Rounding

Learning Objectives

  • Understand the rounding options of a non-representable number using the IEEE-754 floating pont standard.
  • Measure the error in rounding numbers using the IEEE-754 floating point standard
  • Understand catastrophic cancellation in floating point arithmetic
  • Predict the outcome of loss of significance in floating point arithmetic
  • Make an optimal selection among a group of mathematically equivalent formulae to minimize floating point error

Rounding Options in IEEE-754

Not all real numbers can be stored exactly as floating point numbers. Consider a real number in the normalized floating point form:

\[x = \pm 1.b_1 b_2 b_3 ... b_n ... \times 2^m\]

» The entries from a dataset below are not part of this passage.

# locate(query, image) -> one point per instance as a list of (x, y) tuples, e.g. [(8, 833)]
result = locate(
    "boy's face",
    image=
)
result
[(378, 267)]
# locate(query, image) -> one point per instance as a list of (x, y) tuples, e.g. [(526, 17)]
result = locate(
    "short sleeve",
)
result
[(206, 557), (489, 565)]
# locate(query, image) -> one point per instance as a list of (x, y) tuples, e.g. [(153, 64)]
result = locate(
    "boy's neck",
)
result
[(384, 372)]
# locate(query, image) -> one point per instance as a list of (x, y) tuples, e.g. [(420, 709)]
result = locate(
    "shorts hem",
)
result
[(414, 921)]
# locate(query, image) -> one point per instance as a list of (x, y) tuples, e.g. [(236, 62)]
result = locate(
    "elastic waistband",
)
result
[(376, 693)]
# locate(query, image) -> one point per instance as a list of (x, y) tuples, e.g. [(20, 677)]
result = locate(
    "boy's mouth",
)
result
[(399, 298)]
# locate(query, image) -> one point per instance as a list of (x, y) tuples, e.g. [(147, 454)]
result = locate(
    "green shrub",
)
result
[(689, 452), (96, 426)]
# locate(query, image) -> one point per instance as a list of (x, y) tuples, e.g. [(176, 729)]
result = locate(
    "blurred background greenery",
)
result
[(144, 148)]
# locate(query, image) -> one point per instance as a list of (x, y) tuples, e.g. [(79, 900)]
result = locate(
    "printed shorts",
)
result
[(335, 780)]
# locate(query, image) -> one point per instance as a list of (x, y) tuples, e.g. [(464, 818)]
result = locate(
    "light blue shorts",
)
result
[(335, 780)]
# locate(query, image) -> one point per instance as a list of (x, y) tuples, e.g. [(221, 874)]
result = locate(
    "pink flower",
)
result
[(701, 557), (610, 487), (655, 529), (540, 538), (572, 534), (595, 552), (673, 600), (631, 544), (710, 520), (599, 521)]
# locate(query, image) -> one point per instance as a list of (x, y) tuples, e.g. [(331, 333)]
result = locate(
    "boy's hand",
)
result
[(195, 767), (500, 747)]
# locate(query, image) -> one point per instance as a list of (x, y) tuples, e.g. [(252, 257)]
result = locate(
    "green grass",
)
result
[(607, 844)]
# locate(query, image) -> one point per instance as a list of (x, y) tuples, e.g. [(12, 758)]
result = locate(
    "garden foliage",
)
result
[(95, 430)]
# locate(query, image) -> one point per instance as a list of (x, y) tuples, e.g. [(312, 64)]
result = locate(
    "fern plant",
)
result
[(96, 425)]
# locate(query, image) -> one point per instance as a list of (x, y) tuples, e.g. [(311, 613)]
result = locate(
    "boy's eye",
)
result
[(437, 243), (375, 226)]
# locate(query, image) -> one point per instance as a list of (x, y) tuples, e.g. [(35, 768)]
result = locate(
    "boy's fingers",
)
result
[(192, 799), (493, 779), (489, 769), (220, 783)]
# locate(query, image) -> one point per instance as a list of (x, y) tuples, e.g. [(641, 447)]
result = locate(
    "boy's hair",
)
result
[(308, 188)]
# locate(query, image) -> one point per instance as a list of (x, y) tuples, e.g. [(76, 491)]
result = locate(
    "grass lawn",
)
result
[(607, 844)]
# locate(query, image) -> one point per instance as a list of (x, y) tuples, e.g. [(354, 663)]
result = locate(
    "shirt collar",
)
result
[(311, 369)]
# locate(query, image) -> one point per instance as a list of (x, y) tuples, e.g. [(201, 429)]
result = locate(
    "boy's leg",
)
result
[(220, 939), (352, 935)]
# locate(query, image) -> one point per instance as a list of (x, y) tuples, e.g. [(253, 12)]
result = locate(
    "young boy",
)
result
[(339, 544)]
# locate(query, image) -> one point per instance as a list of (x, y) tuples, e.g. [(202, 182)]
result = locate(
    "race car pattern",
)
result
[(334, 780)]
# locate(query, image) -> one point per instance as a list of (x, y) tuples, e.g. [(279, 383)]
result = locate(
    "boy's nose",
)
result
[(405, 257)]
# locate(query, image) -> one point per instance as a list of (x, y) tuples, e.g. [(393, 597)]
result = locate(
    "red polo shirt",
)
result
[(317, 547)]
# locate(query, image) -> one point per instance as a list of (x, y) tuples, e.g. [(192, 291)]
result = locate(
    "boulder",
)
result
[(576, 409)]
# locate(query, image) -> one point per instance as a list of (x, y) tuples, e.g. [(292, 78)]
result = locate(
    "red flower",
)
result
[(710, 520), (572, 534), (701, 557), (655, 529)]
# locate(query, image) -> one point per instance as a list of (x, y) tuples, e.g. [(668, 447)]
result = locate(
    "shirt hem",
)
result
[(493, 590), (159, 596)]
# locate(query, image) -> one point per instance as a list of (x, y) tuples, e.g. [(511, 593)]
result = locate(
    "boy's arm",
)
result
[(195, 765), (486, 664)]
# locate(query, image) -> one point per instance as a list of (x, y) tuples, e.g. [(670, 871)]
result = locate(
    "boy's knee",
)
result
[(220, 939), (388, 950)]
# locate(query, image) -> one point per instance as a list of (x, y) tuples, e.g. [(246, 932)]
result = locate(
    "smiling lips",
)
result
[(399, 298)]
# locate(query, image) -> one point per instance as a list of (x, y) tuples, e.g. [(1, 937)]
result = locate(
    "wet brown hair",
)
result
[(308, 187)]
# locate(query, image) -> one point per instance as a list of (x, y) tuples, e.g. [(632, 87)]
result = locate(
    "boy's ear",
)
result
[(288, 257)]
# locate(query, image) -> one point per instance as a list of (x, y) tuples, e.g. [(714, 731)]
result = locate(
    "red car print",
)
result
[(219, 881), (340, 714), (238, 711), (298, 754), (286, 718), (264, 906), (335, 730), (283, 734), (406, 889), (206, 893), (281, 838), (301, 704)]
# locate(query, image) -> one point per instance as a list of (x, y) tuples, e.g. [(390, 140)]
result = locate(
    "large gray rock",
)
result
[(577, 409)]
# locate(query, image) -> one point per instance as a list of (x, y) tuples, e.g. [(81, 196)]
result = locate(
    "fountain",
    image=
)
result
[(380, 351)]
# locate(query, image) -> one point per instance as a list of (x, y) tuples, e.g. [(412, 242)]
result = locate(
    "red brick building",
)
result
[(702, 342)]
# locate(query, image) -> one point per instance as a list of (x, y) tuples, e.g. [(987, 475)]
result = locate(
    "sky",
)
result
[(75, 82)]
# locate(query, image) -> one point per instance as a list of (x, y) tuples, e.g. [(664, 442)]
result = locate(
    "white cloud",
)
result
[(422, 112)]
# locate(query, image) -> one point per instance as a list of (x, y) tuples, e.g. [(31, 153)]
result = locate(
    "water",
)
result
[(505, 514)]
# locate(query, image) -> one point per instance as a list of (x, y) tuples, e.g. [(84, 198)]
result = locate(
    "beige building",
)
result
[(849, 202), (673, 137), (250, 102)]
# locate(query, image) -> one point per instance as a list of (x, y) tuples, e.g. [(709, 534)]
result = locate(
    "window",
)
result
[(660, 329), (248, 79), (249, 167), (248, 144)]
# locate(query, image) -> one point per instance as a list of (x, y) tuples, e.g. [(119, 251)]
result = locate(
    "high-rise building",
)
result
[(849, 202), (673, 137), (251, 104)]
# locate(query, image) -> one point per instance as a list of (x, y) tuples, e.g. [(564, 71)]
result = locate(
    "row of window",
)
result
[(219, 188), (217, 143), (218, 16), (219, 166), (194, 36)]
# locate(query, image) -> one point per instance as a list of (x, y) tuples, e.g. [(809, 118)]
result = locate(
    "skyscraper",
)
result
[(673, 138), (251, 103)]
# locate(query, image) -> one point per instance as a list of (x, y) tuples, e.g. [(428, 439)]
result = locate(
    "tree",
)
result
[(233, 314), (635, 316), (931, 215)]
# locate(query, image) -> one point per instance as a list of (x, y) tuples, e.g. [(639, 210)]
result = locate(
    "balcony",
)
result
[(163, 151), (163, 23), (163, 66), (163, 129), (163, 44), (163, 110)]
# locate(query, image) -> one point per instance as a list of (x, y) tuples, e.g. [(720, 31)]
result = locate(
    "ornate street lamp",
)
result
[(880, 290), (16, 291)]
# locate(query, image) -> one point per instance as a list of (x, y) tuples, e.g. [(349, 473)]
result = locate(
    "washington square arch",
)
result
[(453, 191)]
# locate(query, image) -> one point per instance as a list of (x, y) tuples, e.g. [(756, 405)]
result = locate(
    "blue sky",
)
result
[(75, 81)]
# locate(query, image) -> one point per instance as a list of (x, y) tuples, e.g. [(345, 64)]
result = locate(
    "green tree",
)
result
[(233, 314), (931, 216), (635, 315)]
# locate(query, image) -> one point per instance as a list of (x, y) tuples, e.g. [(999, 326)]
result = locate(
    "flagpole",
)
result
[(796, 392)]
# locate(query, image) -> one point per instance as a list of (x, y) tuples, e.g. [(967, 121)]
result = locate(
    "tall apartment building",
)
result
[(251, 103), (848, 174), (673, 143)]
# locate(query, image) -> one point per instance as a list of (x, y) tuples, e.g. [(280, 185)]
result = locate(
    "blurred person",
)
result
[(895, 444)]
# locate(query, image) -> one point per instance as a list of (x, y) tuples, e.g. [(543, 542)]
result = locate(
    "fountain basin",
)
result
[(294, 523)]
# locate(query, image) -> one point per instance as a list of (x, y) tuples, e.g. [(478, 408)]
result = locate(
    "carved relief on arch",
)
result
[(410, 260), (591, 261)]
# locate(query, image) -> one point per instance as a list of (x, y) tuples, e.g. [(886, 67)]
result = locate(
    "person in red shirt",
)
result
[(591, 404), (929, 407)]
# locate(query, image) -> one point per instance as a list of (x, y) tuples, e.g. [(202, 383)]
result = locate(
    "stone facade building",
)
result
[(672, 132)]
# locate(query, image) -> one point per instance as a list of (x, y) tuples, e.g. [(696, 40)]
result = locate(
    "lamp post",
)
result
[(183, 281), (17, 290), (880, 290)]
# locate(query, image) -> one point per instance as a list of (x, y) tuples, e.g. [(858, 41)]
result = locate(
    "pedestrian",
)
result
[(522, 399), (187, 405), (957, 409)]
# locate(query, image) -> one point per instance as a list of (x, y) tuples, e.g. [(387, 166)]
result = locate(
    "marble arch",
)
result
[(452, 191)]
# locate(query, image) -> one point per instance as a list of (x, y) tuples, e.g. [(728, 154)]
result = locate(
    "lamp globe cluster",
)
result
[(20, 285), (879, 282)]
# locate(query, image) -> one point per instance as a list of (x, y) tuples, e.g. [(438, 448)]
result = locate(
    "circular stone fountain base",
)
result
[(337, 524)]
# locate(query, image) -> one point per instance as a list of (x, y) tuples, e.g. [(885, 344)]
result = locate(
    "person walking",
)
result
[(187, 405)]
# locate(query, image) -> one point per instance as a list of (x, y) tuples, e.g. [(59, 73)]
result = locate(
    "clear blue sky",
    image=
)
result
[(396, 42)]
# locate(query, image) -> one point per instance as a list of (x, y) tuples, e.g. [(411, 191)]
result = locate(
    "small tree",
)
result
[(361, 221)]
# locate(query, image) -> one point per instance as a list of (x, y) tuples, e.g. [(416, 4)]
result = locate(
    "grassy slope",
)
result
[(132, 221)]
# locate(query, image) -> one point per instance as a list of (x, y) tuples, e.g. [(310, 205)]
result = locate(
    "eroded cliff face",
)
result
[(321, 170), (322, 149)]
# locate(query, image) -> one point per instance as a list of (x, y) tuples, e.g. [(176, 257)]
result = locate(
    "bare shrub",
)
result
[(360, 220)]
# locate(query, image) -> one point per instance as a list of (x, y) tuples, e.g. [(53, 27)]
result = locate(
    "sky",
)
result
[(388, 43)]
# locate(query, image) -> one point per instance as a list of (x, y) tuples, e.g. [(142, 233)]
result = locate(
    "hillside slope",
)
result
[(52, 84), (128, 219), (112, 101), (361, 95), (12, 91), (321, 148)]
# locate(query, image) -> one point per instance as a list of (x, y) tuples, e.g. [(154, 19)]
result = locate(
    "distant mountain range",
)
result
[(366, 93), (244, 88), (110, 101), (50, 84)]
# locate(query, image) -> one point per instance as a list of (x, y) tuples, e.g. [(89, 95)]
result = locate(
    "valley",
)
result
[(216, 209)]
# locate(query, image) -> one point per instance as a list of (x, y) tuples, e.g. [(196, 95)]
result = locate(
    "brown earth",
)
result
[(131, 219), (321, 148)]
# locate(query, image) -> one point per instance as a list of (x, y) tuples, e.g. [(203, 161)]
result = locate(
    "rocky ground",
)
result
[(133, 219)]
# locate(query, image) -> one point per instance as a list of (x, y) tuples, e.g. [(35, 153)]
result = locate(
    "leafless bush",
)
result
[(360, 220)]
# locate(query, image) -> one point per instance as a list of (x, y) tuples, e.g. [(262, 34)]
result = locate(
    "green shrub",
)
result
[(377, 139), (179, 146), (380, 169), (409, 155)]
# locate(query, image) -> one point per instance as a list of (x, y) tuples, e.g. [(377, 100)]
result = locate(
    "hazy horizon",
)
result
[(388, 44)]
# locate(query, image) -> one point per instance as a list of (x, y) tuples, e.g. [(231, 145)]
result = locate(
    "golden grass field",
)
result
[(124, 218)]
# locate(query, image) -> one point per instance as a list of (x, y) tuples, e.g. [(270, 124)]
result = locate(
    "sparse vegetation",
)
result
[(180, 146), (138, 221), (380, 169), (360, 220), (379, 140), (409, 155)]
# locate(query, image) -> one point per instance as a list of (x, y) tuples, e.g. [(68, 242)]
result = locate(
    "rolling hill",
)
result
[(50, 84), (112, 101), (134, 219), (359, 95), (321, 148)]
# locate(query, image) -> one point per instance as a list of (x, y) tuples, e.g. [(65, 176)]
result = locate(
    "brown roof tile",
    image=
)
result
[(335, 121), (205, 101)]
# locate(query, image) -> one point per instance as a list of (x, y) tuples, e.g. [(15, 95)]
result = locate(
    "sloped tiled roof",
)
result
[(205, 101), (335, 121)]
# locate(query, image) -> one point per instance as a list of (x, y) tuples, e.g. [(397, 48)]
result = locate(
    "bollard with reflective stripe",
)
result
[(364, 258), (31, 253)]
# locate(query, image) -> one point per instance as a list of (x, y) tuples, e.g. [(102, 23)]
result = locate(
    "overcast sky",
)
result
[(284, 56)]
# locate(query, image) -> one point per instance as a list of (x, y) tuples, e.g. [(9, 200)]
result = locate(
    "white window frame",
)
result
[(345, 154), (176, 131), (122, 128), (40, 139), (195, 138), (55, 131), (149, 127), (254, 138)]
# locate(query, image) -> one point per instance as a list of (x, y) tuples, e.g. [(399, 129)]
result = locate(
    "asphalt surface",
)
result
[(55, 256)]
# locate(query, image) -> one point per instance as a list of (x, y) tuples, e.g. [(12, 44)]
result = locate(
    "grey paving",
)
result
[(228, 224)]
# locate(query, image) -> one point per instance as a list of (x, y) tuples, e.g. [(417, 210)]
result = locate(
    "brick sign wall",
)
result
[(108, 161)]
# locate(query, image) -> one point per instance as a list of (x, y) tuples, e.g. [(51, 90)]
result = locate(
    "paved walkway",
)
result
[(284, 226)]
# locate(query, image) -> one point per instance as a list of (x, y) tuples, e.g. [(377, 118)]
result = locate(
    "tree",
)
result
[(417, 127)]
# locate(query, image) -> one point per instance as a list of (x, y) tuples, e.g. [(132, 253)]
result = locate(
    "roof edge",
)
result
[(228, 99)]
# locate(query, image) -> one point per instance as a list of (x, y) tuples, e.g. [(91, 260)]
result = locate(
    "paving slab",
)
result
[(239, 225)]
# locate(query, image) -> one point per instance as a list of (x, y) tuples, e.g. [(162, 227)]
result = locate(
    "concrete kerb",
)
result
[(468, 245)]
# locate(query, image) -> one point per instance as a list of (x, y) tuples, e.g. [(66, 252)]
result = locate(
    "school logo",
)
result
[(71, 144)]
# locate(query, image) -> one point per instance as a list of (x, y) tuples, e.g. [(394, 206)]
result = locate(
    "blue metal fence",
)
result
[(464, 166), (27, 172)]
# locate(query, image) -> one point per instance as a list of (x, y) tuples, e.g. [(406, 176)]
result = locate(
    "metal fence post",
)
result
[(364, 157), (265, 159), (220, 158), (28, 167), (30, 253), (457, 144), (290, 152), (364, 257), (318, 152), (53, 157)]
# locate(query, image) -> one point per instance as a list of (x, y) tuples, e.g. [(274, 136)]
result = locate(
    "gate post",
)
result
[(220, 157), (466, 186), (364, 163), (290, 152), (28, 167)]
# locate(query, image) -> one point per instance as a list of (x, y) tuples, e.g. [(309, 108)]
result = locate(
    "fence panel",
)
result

where \(n\) is the number of bits in the significand and \(m\) is the exponent for a given floating point system. If \(x\) does not have an exact representation as a floating point number, it will be instead represented as either \(x_{-}\) or \(x_{+}\), the nearest two floating point numbers.

Without loss of generality, let us assume \(x\) is a positive number. In this case, we have:

\[x_{-} = 1.b_1 b_2 b_3 ... b_n \times 2^m\]

and

\[x_{+} = 1.b_1 b_2 b_3 ... b_n \times 2^m + 0.\underbrace{000000...0001}_{n\text{ bits}} \times 2^m\]



Notice that \(x_{-}\) is retrieved by "chopping" all the bits after the \(n^{th}\) bit, and \(x_{+} = x_{-} + {\epsilon}_{m} \times 2^m\), where \({\epsilon}_{m}\) is the machine epsilon.

The process of replacing a real number \(x\) by a nearby machine number (either \(x_{-}\) or \(x_{+}\)) is called rounding, and the error involved is called roundoff error.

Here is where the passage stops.